When Karmakar and her coach Bishweshwar Nandi embarked on their dream, they had no funding, no equipment and no guidance. All they had was a determination to succeed and a brainwave to build makeshift apparatus from a pile of crash mats and discarded parts of a second-hand scooter.
"Up until three months ago I was using out-of-date equipment. Even now we still do not have the Olympic standard balance beam and uneven bars in India," explained Karmakar, who was one of only two competitors in Rio to attempt the high-risk Produnova vault.
Just how oblivious Indians are about gymnastics was clear on Sunday when a throng of reporters bombarded Karmakar with questions such as:
"Couldn't you have done the landing better?"
"Is this your highest mark?"
"Someone even asked me'why didn't you do the Produnova twice?

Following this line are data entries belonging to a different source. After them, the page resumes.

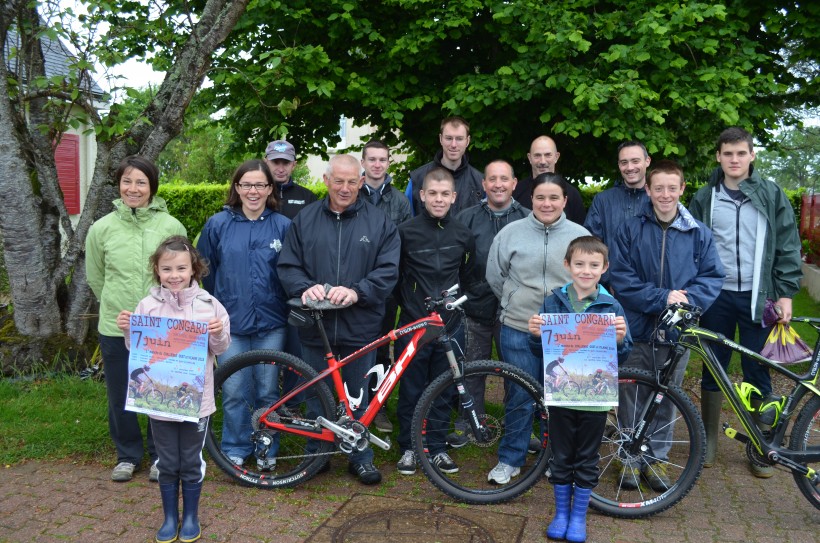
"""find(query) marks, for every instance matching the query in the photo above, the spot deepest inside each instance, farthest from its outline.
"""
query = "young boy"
(576, 432)
(660, 257)
(757, 240)
(436, 252)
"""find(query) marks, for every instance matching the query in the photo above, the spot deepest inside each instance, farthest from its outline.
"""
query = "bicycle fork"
(464, 397)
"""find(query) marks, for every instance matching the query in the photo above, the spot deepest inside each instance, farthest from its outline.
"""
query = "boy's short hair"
(455, 120)
(587, 244)
(438, 174)
(665, 166)
(735, 134)
(374, 144)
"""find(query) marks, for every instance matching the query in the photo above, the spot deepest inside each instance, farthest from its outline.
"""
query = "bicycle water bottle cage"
(744, 391)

If you did it twice, you would have got the medal!'" Karmakar, who got a career-best of 15.266 for the vault, said rolling her eyes.
"That's when I realised how ignorant some people still are about gymnastics. I had to explain to them that the rules state I have to perform two completely different vaults, one going forward and one going backwards."
The Produnova - consisting of a front handspring and two front somersaults - is so difficult that even its inventor, Elena Produnova, landed it standing up just once in her career.
All her subsequent attempts resembled Karmakar's effort, with Produnova's bottom touching the mat before she bounced back onto her feet.
In Rio, Uzbekistan's Oksana Chusovitina also tried out the skill known as the "vault of death" but ended up doing a forward roll on the crash mat to finish seventh.
"The one thing I do know is that everyone now knows the Produnova vault. I have probably made it more famous than Elena Produnova ever did!" Karmakar said with a laugh.
"I have yet to reach my target with the Produnova as I am determined to stand up straight on my feet from this vault."
While working towards that goal cannot begin until she is back in India, she wanted to make sure she left Rio without a bitter taste in her mouth.
"I had ice cream two days after the final and two large strawberry smoothies. It was the first time in three months I've had any desert. But I had a little too much and now I have a bad throat," she said as she broke down in laughter.
"I am not in any rush to get back to India because I am going back empty handed. I am kind of dreading it," she said.
"But on the flip side I am thinking, if I won a medal at my first Olympics, I would have lost the drive to improve even more."